Skip to main content

PDF files

This example goes over how to load data from PDF files. By default, one document will be created for each page in the PDF file, you can change this behavior by setting the splitPages option to false.

Setup

npm install pdfjs-dist

Usage, one document per page

import { PDFLoader } from "langchain/document_loaders/fs/pdf";

const loader = new PDFLoader("src/document_loaders/example_data/example.pdf");

const docs = await loader.load();

Usage, one document per file

import { PDFLoader } from "langchain/document_loaders/fs/pdf";

const loader = new PDFLoader("src/document_loaders/example_data/example.pdf", {
splitPages: false,
});

const docs = await loader.load();

Usage, legacy environments

In legacy environments, you can use the pdfjs option to provide a function that returns a promise that resolves to the PDFJS object. This is useful if you want to use a custom build of pdfjs-dist or if you want to use a different version of pdfjs-dist.

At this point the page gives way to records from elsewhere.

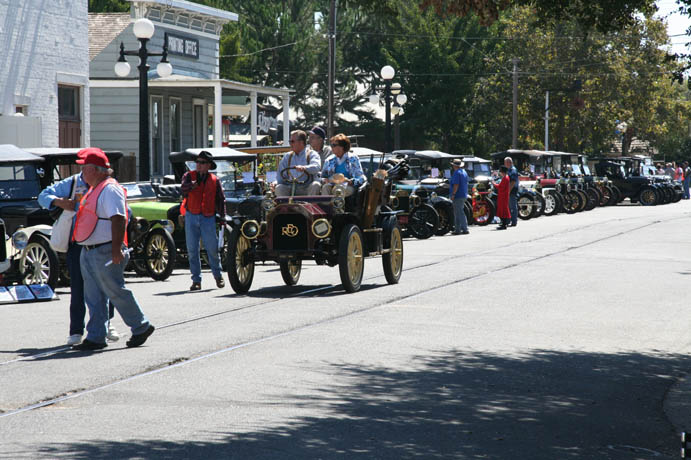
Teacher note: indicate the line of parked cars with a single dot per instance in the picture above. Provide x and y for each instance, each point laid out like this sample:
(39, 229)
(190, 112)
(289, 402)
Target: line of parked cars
(406, 195)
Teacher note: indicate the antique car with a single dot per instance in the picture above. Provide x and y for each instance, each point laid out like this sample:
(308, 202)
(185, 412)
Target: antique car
(154, 251)
(149, 238)
(636, 188)
(330, 229)
(26, 256)
(425, 189)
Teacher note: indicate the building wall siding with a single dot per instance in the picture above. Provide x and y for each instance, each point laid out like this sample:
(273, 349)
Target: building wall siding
(45, 43)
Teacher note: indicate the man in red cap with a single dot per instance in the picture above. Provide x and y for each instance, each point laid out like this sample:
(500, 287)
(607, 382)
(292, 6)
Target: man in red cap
(100, 229)
(66, 195)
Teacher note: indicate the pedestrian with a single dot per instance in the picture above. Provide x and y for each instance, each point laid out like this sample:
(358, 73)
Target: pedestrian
(513, 194)
(203, 203)
(503, 198)
(458, 195)
(344, 163)
(669, 170)
(100, 228)
(678, 172)
(66, 195)
(317, 141)
(300, 164)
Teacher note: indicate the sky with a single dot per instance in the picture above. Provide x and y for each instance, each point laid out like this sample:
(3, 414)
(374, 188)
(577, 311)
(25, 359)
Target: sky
(677, 24)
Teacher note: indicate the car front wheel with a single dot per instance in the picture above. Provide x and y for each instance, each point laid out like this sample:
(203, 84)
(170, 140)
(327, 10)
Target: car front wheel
(39, 263)
(238, 265)
(351, 258)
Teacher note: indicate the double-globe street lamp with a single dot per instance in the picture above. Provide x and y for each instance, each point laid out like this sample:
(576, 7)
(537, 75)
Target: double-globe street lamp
(143, 30)
(387, 73)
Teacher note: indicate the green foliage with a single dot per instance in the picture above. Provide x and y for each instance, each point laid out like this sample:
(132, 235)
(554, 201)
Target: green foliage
(108, 6)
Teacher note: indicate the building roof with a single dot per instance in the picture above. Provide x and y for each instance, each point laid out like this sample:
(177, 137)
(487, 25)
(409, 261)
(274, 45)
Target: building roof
(104, 28)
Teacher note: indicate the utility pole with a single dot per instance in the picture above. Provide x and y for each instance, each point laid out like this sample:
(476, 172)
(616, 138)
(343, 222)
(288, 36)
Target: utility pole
(514, 137)
(332, 69)
(546, 120)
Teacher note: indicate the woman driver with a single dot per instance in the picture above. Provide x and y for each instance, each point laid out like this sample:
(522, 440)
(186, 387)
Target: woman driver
(342, 167)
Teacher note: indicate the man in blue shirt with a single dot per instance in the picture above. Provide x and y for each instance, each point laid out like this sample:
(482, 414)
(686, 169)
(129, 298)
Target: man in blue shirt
(66, 195)
(513, 194)
(459, 193)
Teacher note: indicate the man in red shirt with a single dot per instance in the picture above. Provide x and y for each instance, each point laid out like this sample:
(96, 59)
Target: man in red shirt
(204, 202)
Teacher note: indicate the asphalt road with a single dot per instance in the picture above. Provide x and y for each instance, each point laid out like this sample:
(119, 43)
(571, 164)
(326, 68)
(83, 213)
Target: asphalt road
(565, 337)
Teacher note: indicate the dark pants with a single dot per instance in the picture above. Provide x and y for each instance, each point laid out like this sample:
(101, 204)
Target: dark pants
(513, 207)
(77, 305)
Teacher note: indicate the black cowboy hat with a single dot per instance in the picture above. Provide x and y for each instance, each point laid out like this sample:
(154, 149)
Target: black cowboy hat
(207, 156)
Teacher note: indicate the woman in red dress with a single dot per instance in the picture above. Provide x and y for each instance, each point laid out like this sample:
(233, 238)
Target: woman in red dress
(503, 190)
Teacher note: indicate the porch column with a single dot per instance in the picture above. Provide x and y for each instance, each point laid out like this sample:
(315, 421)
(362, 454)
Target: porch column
(218, 115)
(286, 119)
(253, 116)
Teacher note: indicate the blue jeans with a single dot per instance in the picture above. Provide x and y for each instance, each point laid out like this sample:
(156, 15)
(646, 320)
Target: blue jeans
(102, 283)
(77, 305)
(459, 218)
(513, 207)
(199, 226)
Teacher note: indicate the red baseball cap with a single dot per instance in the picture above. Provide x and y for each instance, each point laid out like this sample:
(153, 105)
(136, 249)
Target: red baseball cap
(93, 156)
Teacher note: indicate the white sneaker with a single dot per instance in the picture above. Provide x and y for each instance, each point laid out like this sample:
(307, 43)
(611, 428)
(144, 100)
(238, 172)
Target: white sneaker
(112, 335)
(74, 339)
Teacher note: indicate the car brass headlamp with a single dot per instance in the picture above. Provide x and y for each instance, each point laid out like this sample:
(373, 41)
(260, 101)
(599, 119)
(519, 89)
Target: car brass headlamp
(250, 229)
(338, 190)
(321, 228)
(268, 204)
(169, 226)
(20, 240)
(338, 203)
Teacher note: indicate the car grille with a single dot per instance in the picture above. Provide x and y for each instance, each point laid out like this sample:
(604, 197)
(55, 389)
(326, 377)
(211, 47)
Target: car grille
(3, 246)
(290, 232)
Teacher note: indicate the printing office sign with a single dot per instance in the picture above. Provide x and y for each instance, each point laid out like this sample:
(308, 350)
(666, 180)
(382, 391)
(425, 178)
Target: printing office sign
(183, 46)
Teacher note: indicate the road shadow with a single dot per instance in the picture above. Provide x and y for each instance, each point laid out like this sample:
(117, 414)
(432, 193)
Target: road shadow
(450, 404)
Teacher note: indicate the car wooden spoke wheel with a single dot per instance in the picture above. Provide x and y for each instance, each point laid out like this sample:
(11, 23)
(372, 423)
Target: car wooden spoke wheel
(290, 271)
(393, 260)
(351, 262)
(160, 253)
(40, 264)
(240, 267)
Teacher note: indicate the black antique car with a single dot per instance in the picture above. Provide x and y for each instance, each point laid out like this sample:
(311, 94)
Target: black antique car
(329, 229)
(25, 255)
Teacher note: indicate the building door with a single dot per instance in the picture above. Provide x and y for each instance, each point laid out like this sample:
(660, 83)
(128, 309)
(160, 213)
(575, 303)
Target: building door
(175, 122)
(69, 119)
(199, 124)
(156, 135)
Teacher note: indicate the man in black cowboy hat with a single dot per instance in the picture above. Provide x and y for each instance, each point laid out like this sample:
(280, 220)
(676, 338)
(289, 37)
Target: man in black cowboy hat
(204, 202)
(459, 192)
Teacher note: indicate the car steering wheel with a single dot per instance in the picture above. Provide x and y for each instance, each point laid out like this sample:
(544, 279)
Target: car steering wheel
(298, 180)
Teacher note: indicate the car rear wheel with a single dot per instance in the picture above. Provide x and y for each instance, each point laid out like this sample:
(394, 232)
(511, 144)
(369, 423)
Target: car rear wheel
(351, 257)
(160, 252)
(290, 271)
(483, 212)
(551, 204)
(423, 221)
(393, 260)
(39, 263)
(526, 207)
(445, 213)
(648, 197)
(240, 269)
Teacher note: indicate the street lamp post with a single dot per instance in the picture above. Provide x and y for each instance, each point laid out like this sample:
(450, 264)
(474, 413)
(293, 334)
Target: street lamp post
(143, 30)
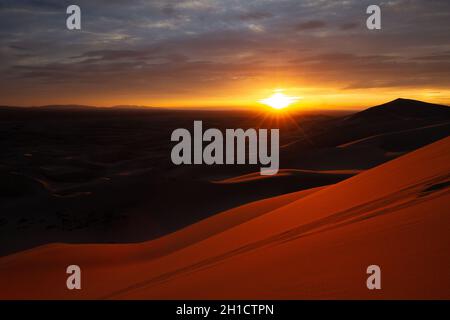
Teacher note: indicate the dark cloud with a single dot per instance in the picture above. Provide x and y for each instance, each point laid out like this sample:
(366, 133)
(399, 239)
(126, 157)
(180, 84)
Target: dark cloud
(308, 25)
(139, 47)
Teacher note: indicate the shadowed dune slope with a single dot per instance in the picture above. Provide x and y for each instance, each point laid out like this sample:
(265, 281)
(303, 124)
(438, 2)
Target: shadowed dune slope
(319, 246)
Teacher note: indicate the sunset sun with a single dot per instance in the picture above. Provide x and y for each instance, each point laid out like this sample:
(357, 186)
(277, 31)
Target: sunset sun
(279, 101)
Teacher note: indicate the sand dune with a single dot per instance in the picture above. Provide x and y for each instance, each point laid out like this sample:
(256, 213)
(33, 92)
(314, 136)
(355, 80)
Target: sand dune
(317, 246)
(297, 173)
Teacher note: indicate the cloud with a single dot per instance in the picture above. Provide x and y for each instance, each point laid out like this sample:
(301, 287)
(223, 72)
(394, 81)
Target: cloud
(142, 46)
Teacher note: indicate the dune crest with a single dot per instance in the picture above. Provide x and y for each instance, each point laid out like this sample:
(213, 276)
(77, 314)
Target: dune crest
(319, 246)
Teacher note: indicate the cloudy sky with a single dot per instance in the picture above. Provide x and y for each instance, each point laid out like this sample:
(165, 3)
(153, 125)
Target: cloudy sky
(223, 52)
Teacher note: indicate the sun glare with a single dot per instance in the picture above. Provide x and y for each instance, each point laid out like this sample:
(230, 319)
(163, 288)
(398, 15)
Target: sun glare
(279, 101)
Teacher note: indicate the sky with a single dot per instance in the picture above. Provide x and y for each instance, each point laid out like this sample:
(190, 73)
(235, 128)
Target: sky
(228, 53)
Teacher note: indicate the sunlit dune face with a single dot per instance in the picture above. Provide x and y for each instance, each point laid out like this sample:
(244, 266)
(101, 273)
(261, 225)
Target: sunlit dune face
(279, 101)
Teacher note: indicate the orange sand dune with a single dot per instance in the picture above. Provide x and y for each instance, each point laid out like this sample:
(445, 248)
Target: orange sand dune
(319, 246)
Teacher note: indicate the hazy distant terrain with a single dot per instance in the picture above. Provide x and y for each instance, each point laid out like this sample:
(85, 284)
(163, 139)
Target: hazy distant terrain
(80, 174)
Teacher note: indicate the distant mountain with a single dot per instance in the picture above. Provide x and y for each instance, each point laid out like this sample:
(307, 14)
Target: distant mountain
(397, 126)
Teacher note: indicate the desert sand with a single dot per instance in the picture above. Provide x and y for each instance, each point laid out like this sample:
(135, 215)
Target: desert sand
(312, 244)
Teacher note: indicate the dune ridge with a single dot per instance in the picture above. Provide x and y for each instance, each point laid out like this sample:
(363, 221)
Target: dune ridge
(316, 246)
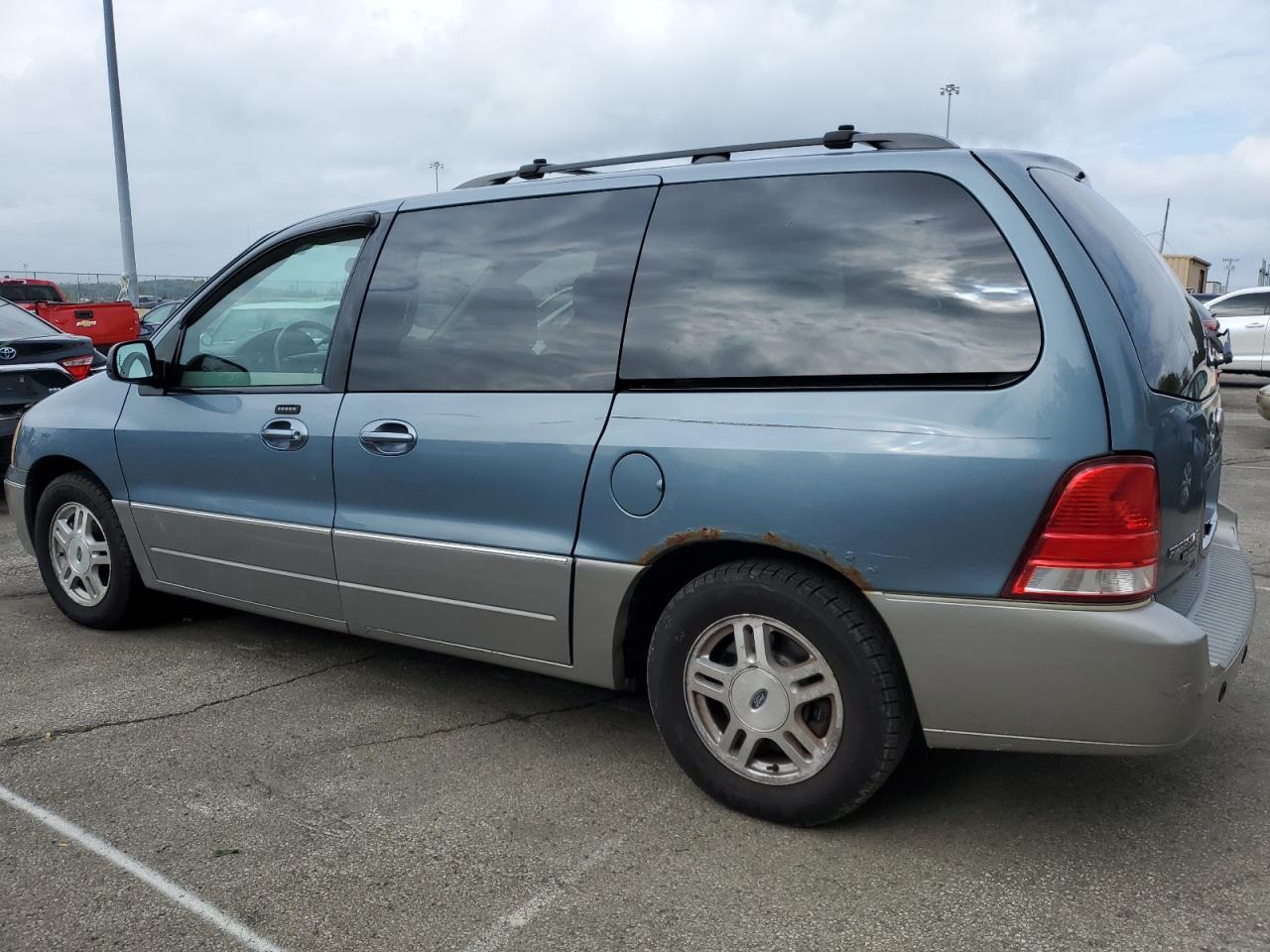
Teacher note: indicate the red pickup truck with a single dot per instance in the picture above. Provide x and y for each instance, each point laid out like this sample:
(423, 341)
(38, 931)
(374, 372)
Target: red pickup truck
(102, 322)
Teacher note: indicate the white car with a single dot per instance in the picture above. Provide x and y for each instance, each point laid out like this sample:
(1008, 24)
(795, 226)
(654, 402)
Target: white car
(1245, 313)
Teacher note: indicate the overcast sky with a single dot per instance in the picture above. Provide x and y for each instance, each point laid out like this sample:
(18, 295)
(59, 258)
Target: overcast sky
(241, 117)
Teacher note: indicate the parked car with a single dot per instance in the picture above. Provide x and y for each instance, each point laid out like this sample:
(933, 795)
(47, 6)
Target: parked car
(1218, 341)
(776, 438)
(103, 322)
(144, 301)
(36, 359)
(157, 316)
(1245, 315)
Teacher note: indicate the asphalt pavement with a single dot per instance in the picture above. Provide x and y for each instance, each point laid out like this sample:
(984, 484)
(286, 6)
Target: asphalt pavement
(324, 792)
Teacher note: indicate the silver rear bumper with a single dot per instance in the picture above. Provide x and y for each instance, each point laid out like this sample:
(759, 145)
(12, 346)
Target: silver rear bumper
(993, 674)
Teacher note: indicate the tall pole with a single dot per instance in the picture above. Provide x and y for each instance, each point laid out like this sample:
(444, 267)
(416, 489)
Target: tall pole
(949, 89)
(1229, 267)
(121, 159)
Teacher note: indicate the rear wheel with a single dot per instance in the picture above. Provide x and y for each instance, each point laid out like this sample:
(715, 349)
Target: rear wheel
(82, 555)
(779, 690)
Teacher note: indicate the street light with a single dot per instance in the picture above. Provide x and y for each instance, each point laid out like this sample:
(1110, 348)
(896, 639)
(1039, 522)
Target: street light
(121, 160)
(949, 90)
(1229, 267)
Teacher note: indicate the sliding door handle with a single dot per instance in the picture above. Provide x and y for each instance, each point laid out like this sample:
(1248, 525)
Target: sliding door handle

Here we use the legacy build of pdfjs-dist, which includes several polyfills not included in the default build.

import { PDFLoader } from "langchain/document_loaders/fs/pdf";

const loader = new PDFLoader("src/document_loaders/example_data/example.pdf", {
// you may need to add `.then(m => m.default)` to the end of the import
pdfjs: () => import("pdfjs-dist/legacy/build/pdf.js"),
});

Alternatively, if the legacy build of pdfjs-dist doesn't work for you, you can use an older version bundled with pdf-parse:

npm rm pdfjs-dist # if you had installed it before
npm install pdf-parse
import { PDFLoader } from "langchain/document_loaders/fs/pdf";

const loader = new PDFLoader("src/document_loaders/example_data/example.pdf", {
// you may need to add `.then(m => m.default)` to the end of the import
pdfjs: () => import("pdf-parse/lib/pdf.js/v1.10.100/build/pdf.js"),
});